Invariant Connections and Symmetry Reduction in Loop Quantum Gravity

Maximilian Hanusch

Published 2016-01-21Version 1

The intention of this thesis is to provide general tools and concepts that allow to perform a mathematically substantiated symmetry reduction in (quantum) gauge field theories. Here, the main focus is on the framework of loop quantum gravity (LQG), where we concentrate on the reduction of the quantum configuration space, and the construction of a normalized Radon measures on the reduced one. More precisely, we introduce a new way to symmetry reduce the LQG-configuration space directly on the quantum level, and then show that this always leads to a (strictly) larger reduced space than quantizing the classical configuration space of invariant connections (traditional approach).
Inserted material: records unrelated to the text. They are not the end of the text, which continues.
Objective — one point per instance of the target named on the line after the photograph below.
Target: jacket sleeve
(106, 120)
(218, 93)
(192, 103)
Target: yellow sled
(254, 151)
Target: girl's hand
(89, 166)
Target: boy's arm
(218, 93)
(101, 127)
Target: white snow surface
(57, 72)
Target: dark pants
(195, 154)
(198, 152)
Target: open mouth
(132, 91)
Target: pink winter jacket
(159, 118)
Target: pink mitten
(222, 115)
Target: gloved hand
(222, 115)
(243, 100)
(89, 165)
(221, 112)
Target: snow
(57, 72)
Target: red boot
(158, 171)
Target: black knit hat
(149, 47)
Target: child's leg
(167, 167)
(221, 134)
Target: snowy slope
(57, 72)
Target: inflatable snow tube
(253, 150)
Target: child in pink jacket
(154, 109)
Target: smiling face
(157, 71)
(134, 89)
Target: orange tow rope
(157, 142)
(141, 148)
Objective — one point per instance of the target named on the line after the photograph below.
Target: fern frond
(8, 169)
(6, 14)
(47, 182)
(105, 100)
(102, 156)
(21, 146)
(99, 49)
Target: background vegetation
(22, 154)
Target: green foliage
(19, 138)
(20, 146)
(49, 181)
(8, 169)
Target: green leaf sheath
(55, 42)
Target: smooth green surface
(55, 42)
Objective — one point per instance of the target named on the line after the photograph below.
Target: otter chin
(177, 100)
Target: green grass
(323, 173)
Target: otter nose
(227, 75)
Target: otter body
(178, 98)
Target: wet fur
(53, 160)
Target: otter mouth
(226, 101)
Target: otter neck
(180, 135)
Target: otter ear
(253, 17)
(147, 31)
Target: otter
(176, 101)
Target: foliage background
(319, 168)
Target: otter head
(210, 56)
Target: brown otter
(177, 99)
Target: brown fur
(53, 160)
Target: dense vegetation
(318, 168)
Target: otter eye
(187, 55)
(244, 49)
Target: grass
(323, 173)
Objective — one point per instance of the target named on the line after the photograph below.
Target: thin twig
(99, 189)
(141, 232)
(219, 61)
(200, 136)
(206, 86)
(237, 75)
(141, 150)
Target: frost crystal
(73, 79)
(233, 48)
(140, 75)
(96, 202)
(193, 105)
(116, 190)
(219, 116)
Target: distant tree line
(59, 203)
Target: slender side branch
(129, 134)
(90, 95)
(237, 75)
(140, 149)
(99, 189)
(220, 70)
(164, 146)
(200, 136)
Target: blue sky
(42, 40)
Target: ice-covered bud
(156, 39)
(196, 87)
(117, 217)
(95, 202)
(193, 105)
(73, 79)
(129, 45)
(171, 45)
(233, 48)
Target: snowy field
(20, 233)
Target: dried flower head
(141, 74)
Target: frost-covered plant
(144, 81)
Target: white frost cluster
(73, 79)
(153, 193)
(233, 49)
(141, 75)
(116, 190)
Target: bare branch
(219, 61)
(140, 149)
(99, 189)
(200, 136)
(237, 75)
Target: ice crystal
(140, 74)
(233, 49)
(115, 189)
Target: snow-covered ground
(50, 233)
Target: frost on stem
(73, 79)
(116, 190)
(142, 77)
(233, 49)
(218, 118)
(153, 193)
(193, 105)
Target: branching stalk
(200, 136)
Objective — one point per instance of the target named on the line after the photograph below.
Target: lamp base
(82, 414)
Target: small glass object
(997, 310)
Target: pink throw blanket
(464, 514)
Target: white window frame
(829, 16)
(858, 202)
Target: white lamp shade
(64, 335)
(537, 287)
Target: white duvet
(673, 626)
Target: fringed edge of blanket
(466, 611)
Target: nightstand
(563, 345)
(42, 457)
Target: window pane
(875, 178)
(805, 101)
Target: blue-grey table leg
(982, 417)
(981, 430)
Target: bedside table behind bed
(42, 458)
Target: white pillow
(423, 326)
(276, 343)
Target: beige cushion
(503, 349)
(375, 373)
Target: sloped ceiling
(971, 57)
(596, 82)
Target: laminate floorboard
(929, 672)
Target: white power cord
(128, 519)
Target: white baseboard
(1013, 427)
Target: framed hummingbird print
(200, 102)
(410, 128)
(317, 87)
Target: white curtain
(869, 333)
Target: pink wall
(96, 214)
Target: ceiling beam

We prove a general classification theorem for such invariant connections, which we then use to calculate the classical configuration space for the homogeneous and the spherically symmetric case. Here, the backbone of the introduced reduction concept is a lifting result for group actions on sets to spectra of $C^*$-subalgebras of the bounded functions thereon; and as a further application of this, we single out the standard kinematical Hilbert space of homogeneous isotropic loop quantum cosmology by means of the same invariance condition for both the standard configuration space $\mathbb{R}_{\mathrm{Bohr}}$, as well as for the Fleischhack one $\mathbb{R}\sqcup\mathbb{R}_{\mathrm{Bohr}}$. Along the way, symmetries of embedded analytic curves under a given analytic Lie group action are investigated, and a first classification result is proven for the case that the action is proper or pointwise proper and transitive, and only admits normal stabilizers.